I love a good sweet and spicy sauce and this rasberry chipotle sauce is AMAZING! Back in the day I used to get this amazing raspberry chipotle sauce at Costco – but then it disappeared and I couldn’t find it again. So what’s a girl to do? Make her own!
Now this sauce is great over a soft cream cheese and served with crackers – pretty classic party appetizer actually. BUT my favorite thing to do with it? Serve it on an herbed Pork Loin! Now you can make this with a tenderloin too – but cook it at a lower temp as the tenderloin is more sensitive than a classic loin.
I like to flavor my pork with fresh rosemary, thyme, salt and pepper, then sear it and bake it. Easy peasy. I use a cast iron pan but any oven safe pan will work. If you have a larger pan you can of course cook the whole loin as long piece, but I cut mine in half.
the KEY to cooking ANY meat is a good meat thermometer – worst news? Mine has died, and my new one hasn’t arrived. Thankfully I had reacently been given a cute little keychain thermometer and it worked beautifully – but I like having one that stays in the meat while cooking so I can keep an eye on it!
Pork loin with raspberry chipotle sauce
- 2 tsp rosemary
- 1 1/2 tsp thyme
- 1 tsp salt
- 1/2 tsp pepper
- 3 Tbsp olive oil
Raspberry Chipotle sauce
- 2 Tbsp olive oil
- 1 Tbsp diced garlic
- 1-2 serrano peppers finely diced (more or less for heat)
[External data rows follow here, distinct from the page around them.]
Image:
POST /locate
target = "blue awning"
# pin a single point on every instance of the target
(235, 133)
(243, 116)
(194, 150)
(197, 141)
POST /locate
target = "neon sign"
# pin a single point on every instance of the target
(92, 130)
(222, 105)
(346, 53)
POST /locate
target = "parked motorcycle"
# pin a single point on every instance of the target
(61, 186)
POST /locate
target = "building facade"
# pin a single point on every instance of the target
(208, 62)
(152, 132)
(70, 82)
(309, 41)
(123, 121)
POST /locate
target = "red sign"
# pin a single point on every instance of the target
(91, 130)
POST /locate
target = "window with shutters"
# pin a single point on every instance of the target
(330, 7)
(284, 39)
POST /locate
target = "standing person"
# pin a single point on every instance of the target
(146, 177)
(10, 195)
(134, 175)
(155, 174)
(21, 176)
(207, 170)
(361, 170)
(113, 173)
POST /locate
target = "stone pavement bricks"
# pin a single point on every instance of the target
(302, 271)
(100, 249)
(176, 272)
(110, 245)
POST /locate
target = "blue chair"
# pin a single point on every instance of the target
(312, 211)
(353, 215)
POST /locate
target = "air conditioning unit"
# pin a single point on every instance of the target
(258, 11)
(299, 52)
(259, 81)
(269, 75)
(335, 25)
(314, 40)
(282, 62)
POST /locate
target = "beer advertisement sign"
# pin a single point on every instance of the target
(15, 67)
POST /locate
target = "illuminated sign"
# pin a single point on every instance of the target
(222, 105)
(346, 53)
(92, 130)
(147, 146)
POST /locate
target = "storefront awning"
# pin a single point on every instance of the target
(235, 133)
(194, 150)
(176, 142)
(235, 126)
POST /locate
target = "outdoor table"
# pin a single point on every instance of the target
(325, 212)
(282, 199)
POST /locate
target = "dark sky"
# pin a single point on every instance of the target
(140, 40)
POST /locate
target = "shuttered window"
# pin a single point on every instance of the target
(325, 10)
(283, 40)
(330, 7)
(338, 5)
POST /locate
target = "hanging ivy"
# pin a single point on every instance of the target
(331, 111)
- 2 tsp Adobo sauce (if you can't find a jar of adobo sauce alone you can get a chipotle chilies in adobo sauce and use the sauce)
- 2 pints raspberries
- 1/2 cup apple cider vinegar
- 1/2 tsp salt
- 2/3 cup brown sugar
Preheat the oven to 425
finely chop the rosemary and thyme
pat the pork loin dry
add the salt, pepper and herbs to the pork loin, rub in on every side
heat olive oil in an oven safe skillet - add the loin and brown on every side - I cut mine in half to better fit in the pan
place in oven and cook until the meat reaches 145 (for sure use a meat thermometer) about 30 mins
Raspberry Chipotle sauce
while the meat is cooking heat more olive oil up in a sauce pan - add garlic and pepper and cook for about 2 mins
add the adobo sauce and stir - hint if you want it much hotter use one of the chilies in the adobo sauce
bring to a simmer and add the raspberries - stir until the raspberries start to break down and become saucy - about 8 mins
add the apple cider vinegar, salt and sugar and stir - bring to a boil
optional - take half the sauce and puree it, then strain the seeds out and add it back to the saucepan - this will help the sauce texture while still leaving some raspberry chunks.